Por István Ojeda Bello
Probar la fortaleza o endeblez de los principios |
Toda decisión implica, por naturaleza, una encrucijada, al punto de corroer la mente hasta el borde de la locura si permanece latente por demasiado tiempo; quizás eso explique por qué haya quien no se lo piense demasiado para decidirse.
Obviamente hay disyuntivas que requieren meditarse más que otras, pues no es lo mismo escoger la ropa para salir al trabajo que definir el futuro de una nación determinada a defender un proyecto social diferente. Aunque seguramente los diseñadores y modistos se molesten con la frase anterior porque para ellos optar por el vestuario adecuado es, con justeza, una deliberación de suma importancia.
Entonces lo más sensato quizás sea detenerse en la esencia de otras decisiones, esas que por ejemplo pueden marcar indeleblemente los acontecimientos venideros. Digamos: el joven ante el dilema de la boleta en blanco donde deberá escribir las opciones de estudios posteriores; otro que no sabe si emprender la tarea de una tesis o estudiar para el examen estatal; o el graduado universitario ante la contradicción de ejercer su profesión con la perspectiva de verse a mediados de mes con el bolsillo (o la cartera) vacios o emprender el camino de otra labor que, en cambio, le puede reportar ingresos rápidos pero que supondría tirar a la basura años de desvelos y un motón de sueños.
Y es que cuando el bienestar material y la realización personal se colocan en las aceras opuestas de la vida, se despiertan todos los miedos e inseguridades, sobre todo porque pululan los consejos con el tono de “te lo digo por tu bien” y el decisor siente más que nunca la presión de los esquemas sociales.
Las decisiones también prueban la fortaleza o endeblez de los principios. Si no pensemos en el policía que rechaza un soborno, o en el directivo que tras décadas siendo inmisericorde con el desvío de recursos termina aceptando prebendas aún cuando vengan enmascaradas de inocentes regalos. Lo mismo vale para quien tiene el coraje de olvidar sus carencias y devolver una cartera repleta de dinero sencillamente porque no era suya, o ese que tras años dando discursos antirracistas, descubre que le tiene mala voluntad a la noviecita de su hijo porque tiene un color de la piel diferente al que él esperaba.

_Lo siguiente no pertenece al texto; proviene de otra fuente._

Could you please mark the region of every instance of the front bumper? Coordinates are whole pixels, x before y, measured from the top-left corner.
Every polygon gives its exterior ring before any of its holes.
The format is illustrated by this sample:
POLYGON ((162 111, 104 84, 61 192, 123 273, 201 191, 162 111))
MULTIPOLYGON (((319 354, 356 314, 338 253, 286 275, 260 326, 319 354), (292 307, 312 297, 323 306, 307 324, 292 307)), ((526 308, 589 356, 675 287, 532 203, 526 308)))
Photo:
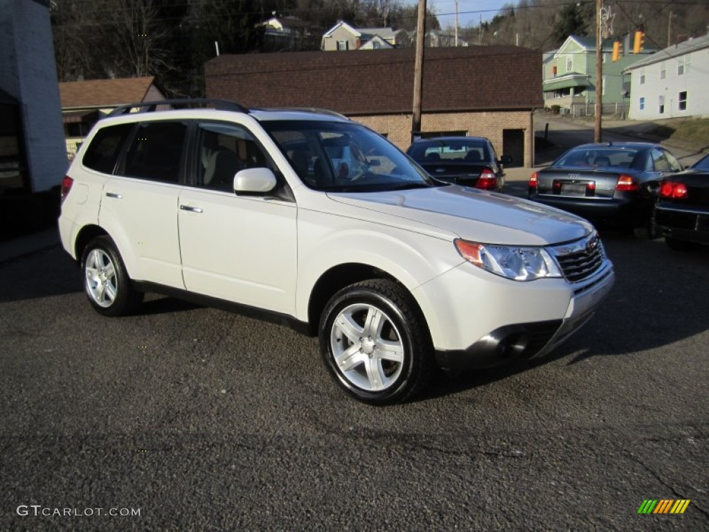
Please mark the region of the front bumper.
MULTIPOLYGON (((459 328, 459 341, 463 342, 466 341, 464 338, 470 338, 470 335, 466 334, 467 331, 479 330, 476 324, 489 324, 486 332, 476 333, 477 336, 464 343, 463 347, 452 348, 450 343, 441 346, 434 339, 439 366, 447 372, 457 373, 548 353, 591 319, 598 304, 610 292, 615 282, 615 273, 613 265, 606 260, 593 275, 578 283, 565 279, 540 281, 507 281, 508 287, 513 282, 518 289, 513 300, 499 294, 496 299, 502 304, 484 309, 482 316, 476 317, 476 323, 464 318, 457 323, 459 328), (535 286, 535 283, 539 284, 535 286), (460 333, 461 331, 465 332, 460 333)), ((469 316, 470 310, 462 315, 469 316)))

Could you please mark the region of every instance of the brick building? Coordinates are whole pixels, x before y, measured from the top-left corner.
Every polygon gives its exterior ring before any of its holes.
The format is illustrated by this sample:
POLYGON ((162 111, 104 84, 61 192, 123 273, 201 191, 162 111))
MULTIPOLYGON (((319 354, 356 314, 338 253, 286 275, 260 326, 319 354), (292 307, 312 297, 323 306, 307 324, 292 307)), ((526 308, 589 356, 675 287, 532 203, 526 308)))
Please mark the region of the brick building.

¿Y qué hay de cuando se deja la tarea de decidir a alguien más? Es la solución más fácil porque lleva consigo el consuelo de achacarle la culpa del eventual fracaso al consejero. Ese atajo suele ser terriblemente adictivo al extremo de conducir a la pérdida por completo del albedrio, por el empeño inútil de “quedar bien con todos” sin jamás complacer a nadie.
Decidir es, no cabe duda, un asunto complejo, sin embargo, siempre será mejor hacerlo con cabeza y juicio propios.